Ils savent manipuler l’art du concept et de l’hermétisme nos braves universitaires byzantins. Supercherie, escroquerie, machine qui tourne à vide, imposture qui se dissimule, labyrinthe conceptuel qui sert à méduser... J’ai entendu à de nombreuses reprises : « Mais il faut de la culture pour comprendre cette scène ». Pastiche, citation, c’est un fourre tout ou on accumule référence et clin d’œil sans aucune unité organique ou logique. On veut représenter la violence sanglante de la révolution française, ces zones d’ombres, ne pas faire comme le bicentenaire, c’est mal compris par la moitié du pays.
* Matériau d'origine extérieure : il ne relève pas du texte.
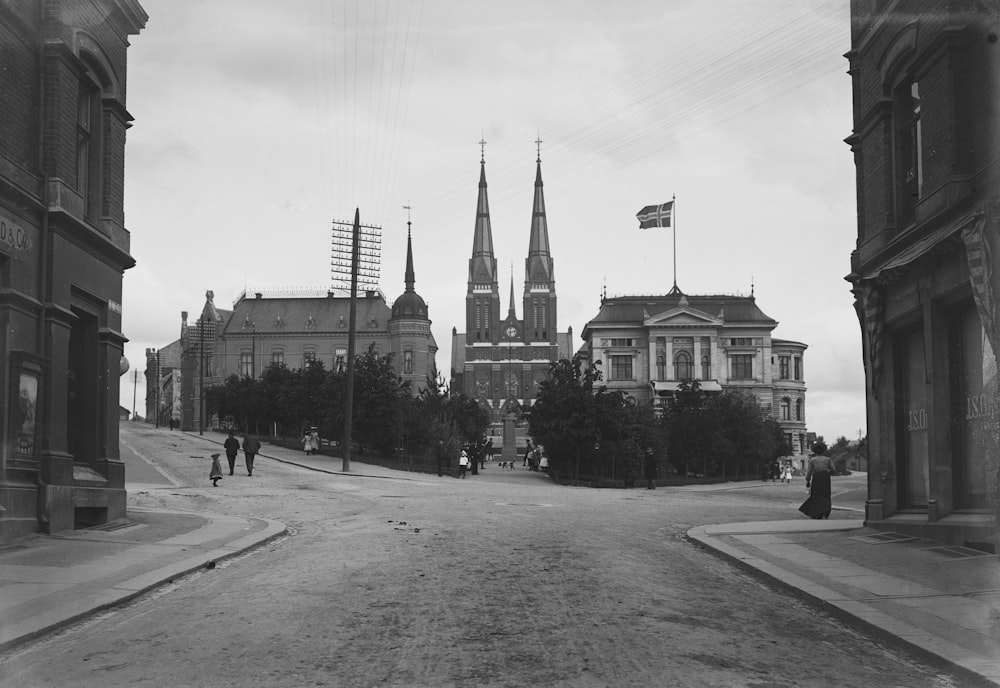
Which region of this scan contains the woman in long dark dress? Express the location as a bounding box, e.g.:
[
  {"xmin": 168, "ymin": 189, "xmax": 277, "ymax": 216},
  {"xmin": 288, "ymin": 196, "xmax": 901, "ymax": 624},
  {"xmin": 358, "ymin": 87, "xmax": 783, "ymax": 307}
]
[{"xmin": 801, "ymin": 441, "xmax": 835, "ymax": 519}]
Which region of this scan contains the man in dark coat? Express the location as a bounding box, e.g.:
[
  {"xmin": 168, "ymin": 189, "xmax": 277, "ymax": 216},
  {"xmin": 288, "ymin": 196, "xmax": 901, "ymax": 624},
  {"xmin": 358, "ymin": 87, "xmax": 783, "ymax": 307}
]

On a l’intention d’imprégner dans nos rétines une réactualisation du Festin des Dieux, on dirait un mauvais désamorçage de polémique. On veut faire un lien entre triangle amoureux et trouple, on ne voit pas vraiment la logique du lien. L’éloge de ce qui ne figure pas sur la toile, l’explication séparée de la toile, le discours sur ce qu’il faut penser de la toile, on sur-intellectualise ce qui est tapageur et sans grâce pour nous faire passer la pilule de saynètes qui ont raté leur coup.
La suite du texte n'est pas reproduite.